Python Forum
Web page Extractor - Printable Version

+- Python Forum (https://python-forum.io)
+-- Forum: Python Coding (https://python-forum.io/forum-7.html)
+--- Forum: Web Scraping & Web Development (https://python-forum.io/forum-13.html)
+--- Thread: Web page Extractor (/thread-13669.html)
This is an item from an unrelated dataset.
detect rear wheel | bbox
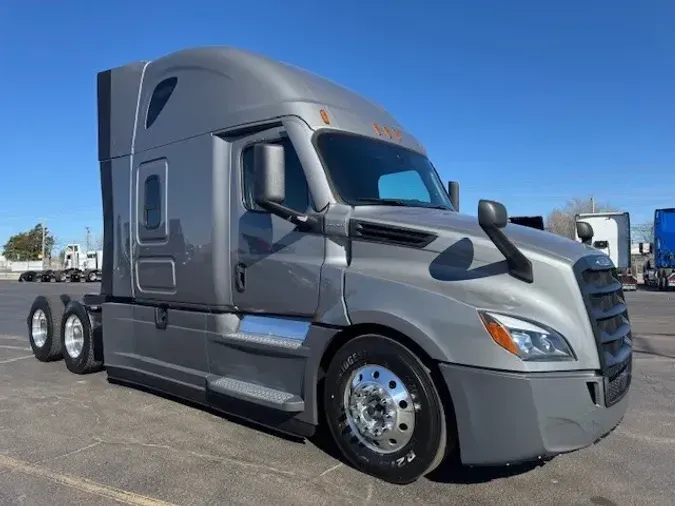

Web page Extractor - sathiyarajmca - Oct-26-2018

Hi All,

I am trying to read the web page from the given URL and search for a particular text in that page.
I am using beautifulsoup to achieve this.

code snippet:

def count_words(url, the_word):
    r = requests.get(url, allow_redirects=False)
    soup = BeautifulSoup(r.content, 'lxml')
    #words = soup.find(text=lambda text: text and the_word in text)
    words = soup.find(text=lambda text: text and the_word in text)
    print(words)
    return len(words)
 
 
def main():
    url = input("Enter URL Link")
    #url = 'https://en.wikipedia.org/wiki/Page'
    word = input("Word to Count:")
    #word = 'Page'
    count = count_words(url, word)
    print('\nUrl: {}\ncontains {} occurrences of word: {}'.format(url, count, word))
But it is not counting exact count of the given word.
It looks like it is trying to read the words inside the HTML source as well.
I need to get the content from Webpage Alone.


Can anyone help me on this.

Thanks,


RE: Web page Extractor - wavic - Oct-26-2018

>>> text = """Python is an interpreted, interactive, object-oriented programming language. It incorporates modules, exceptions, dynamic typing, very high level dynamic data types, and classes. Python combines remarkable power with very cle
ar syntax. It has interfaces to many system calls and libraries, as well as to various window systems, and is extensible in C or C++. It is also usable as an extension language for applications that need a programmable interface. Finally, 
Python is portable: it runs on many Unix variants, on the Mac, and on Windows 2000 and later."""
>>> text.count('Python')
3
>>>